I had not read far in the book to have the entire 70's return to the forefront of my memory.  Our fashions, music, protocols and assumptions about a way of life.  I grew up in Kansas City, Mo, generally considered to be a conservative environment. Yet the 70's were in full bloom here too.  Maybe not the San Francisco scene, but the same questioning and restless searching. Where was society heading? Wasn't life meant to be richer more satisfying? Wasn't there ways to make life better for everyone? 

Sound bytes from the Hippies book:

"The hippies self-consciously opened up space again for freewheeling speculation, for the kind of spirited philosophical engagement with fundamental physics that the Cold War decades had dampened. More than most of their generation, the sought to recapture the big-picture search for meaning that had driven their heros - Einstein, Bohm, Heisenberg, and Schrodinger - and to smuggle that mode of doing physics back into their daily routine."

"The hippie counterculture sported a playful worship of youth, spontaneity, and 'authenticity.'"

"Try as we might, we cannot cleave off the goup or its activities from the 'real' physics of the day. Many of the members' activities placed them on one end of a spectrum, to be sure. But no hard -and-fast dividing line separated them from legitimate - even illustrious - science.'

Matt's course, Rebuilding the Future (1976), was about the rate of change and how to prepare for it and design our future rather than letting it happen by default.  This course, too, was full of diversity: very mainstream people, hippies, multiple ages, races, life styles. We had one thing in common, a hunger to help shape the future. 

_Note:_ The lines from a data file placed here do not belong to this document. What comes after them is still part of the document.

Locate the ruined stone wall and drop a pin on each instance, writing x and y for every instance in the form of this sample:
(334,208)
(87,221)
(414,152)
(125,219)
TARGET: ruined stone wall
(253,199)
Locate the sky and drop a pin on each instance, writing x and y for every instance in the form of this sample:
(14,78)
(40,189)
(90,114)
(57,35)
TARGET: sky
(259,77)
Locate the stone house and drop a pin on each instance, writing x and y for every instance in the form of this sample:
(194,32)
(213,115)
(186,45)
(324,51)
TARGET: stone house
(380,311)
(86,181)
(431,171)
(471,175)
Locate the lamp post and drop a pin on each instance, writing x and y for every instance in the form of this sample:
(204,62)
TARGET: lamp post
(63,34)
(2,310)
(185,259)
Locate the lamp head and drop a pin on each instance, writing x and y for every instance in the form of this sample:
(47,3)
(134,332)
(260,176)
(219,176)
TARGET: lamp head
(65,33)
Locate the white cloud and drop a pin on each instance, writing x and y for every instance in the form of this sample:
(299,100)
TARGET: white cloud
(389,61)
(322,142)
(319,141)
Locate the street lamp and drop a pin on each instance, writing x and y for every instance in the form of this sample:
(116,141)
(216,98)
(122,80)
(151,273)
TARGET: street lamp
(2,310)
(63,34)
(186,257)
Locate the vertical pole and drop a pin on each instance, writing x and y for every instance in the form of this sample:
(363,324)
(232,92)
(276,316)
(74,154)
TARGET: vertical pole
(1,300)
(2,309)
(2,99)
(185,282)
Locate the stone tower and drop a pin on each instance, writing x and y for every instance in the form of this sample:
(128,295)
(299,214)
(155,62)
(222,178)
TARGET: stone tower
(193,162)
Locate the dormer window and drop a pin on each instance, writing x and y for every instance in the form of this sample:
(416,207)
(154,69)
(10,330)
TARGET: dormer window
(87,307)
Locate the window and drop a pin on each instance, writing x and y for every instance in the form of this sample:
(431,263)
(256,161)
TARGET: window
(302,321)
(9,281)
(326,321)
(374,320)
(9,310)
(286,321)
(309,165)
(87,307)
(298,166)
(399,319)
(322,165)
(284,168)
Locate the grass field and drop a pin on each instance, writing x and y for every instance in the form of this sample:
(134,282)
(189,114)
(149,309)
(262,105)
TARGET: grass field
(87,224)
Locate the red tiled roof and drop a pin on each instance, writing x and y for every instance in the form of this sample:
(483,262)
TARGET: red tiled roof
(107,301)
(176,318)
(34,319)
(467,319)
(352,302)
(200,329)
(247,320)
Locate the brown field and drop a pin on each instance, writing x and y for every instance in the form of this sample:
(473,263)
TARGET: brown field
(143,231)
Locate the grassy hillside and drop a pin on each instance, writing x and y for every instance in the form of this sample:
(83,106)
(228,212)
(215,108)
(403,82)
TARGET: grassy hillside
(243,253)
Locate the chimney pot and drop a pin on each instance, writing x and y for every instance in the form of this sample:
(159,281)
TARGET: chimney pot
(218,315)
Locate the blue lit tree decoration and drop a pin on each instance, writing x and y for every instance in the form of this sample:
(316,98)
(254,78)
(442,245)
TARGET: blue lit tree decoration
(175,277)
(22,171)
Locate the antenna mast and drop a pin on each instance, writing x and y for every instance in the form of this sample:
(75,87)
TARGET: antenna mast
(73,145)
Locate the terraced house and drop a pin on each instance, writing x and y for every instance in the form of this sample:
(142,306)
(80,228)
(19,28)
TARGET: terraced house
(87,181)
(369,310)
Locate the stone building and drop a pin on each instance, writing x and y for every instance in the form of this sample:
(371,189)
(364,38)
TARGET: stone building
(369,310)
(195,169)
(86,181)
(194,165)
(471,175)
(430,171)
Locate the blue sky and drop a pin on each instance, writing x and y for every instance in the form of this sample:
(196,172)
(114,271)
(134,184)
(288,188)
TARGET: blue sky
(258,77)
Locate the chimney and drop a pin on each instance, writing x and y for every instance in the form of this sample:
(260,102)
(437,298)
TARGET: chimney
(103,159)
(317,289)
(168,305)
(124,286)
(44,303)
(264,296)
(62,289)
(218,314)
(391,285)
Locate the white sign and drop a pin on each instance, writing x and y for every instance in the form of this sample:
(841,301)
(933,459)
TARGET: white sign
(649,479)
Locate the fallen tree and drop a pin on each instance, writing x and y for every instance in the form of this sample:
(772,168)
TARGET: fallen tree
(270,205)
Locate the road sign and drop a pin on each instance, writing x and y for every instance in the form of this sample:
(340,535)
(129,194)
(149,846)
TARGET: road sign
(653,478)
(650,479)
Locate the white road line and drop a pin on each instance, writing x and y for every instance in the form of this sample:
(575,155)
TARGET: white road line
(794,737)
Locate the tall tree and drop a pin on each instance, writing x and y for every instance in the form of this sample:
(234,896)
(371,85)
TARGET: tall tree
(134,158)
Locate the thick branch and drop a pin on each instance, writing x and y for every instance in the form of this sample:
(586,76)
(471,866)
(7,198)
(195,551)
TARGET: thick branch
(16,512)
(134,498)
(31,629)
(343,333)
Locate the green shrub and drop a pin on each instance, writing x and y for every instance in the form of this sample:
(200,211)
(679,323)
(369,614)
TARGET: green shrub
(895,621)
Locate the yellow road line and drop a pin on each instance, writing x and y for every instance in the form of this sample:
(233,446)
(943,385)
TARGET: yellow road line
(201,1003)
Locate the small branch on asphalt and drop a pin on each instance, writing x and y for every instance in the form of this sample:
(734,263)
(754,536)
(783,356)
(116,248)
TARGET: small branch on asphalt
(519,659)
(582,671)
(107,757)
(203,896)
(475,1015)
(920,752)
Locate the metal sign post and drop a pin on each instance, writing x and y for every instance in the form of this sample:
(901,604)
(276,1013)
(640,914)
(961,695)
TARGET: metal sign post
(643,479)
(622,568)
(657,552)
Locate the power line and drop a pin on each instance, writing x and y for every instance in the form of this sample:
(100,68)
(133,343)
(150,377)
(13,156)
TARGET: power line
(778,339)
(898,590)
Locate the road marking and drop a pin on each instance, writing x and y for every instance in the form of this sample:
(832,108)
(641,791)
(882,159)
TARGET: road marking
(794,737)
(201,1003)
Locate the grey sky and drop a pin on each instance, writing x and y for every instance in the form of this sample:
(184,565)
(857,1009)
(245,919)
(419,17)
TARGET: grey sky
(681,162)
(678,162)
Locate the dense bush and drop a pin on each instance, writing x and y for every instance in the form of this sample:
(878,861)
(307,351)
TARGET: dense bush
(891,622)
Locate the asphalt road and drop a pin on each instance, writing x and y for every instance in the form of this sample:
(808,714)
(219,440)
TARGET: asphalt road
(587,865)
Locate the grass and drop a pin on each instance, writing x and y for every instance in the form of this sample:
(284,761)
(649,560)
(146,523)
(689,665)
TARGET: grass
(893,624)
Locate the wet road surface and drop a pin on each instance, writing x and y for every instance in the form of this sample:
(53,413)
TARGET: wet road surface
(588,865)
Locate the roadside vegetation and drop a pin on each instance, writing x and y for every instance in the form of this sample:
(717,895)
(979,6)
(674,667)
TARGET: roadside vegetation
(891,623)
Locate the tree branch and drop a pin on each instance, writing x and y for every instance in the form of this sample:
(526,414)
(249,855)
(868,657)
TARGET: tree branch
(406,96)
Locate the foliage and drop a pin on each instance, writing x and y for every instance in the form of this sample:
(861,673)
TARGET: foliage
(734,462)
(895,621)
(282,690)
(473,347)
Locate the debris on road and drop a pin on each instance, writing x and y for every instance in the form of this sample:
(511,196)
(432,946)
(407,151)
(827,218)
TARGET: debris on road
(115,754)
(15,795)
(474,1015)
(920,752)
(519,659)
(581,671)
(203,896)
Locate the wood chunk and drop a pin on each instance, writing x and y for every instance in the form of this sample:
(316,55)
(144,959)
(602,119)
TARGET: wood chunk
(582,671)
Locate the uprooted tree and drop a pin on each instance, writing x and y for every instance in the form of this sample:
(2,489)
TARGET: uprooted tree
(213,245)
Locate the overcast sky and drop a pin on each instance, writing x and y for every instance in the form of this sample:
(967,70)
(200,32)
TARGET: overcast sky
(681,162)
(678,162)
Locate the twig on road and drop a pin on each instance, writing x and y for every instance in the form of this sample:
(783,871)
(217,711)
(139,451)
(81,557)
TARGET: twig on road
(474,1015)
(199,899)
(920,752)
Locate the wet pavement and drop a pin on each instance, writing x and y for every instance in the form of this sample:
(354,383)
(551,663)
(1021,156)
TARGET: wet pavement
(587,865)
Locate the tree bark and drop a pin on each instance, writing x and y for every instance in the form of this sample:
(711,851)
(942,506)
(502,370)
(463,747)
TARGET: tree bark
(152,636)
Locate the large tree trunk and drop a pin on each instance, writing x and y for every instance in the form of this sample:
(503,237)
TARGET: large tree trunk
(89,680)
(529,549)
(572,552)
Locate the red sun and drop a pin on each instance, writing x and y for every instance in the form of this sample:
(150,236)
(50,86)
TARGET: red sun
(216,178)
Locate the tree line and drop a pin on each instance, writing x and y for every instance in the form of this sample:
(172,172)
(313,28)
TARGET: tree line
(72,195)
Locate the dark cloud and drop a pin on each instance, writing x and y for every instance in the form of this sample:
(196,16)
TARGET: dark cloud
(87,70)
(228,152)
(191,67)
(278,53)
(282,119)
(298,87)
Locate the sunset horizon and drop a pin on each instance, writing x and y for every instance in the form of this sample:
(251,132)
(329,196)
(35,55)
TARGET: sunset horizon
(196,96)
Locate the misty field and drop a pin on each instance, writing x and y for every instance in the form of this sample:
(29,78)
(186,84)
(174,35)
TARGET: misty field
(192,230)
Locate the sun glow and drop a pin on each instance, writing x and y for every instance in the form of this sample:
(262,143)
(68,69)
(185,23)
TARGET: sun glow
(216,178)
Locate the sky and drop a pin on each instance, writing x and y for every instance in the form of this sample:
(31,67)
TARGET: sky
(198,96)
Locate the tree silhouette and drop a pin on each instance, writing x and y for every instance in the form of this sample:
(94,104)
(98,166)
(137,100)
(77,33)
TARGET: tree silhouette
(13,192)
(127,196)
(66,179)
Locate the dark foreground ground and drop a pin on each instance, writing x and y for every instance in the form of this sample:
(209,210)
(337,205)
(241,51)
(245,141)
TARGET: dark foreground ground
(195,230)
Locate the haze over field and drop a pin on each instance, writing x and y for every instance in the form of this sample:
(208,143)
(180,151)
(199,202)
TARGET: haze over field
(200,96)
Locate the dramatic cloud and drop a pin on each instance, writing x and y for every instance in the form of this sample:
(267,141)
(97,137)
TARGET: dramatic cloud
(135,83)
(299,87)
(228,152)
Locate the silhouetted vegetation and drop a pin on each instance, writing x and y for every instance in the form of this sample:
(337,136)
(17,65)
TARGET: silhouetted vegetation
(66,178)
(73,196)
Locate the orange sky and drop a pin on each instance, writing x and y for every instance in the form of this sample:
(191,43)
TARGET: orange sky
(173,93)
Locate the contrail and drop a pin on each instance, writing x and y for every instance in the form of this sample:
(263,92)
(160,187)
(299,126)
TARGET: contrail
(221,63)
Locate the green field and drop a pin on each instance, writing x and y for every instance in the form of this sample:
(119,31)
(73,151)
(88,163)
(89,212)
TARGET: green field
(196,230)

The next 25 years, according to Matt would bring about more change than had occurred since the middle ages. Ordinary citizens would have more power than any king or queen who had ever lived.  We were each part of the future and should bring it about by design, not default.  Matt's course had us explore the cycles of the creative process, not just in our personal lives, but as a larger cycle within culture and meaning.  Culture follows science from metaphysical thought and vision, through intent, insight, building. There is basically a generation of time lag between the understanding of science working its way into mainstream thinking. This creates paradigm shifts when the old way of thinking - Cartesian, clockwork, heirarchical -  begins to die and a new paradigm is birthing.  Mostly, people took sides and had nothing to say to each other. 

My work when I joined Matt's class was in education.  The Learning Exchange, a Teacher's Center attracted some of the best and brightest teachers within a 100 mile radius of Kansas City, MO. We worked with Dean's of Education, professors, teachers at all levels, parents, and community leaders. Yet it was rare for me to find someone interested in the future. I longed for people to exchange ideas with, to perturb my own thinking about the future.  The Renascence Project offered that for me. 

This was our mode when we founded MG Taylor Corporation. How could we help educators, community leaders, rebels, and ordinary folks to give the future a try? What is it we needed to provide to unleash this dormant knowledge about the future? Matt and I were both passionate about our beliefs in Group Genius.  We had our own experiences and wanted to incorporate it into whatever we were doing. 

As the book, How the Hippies Saved Physics, indicates we were not the only ones interested in a different future.  The 70's represented a wake up call and a number of us were listening and acting on our internal beliefs. We were going against mainstream although I doubt if many of us recognized this at the time. I, for one, was simply doing what I had a passion for. It just seemed like the thing to do. 

Over the next several journals, I plan to take different aspects of our method and write about how they got incorporated into the process.  I'll be starting with:

SCAN
expertise
design of the walls and environment
working big
building trust
play
diversity

All of these concepts were developed within a context, place and time called the 70's.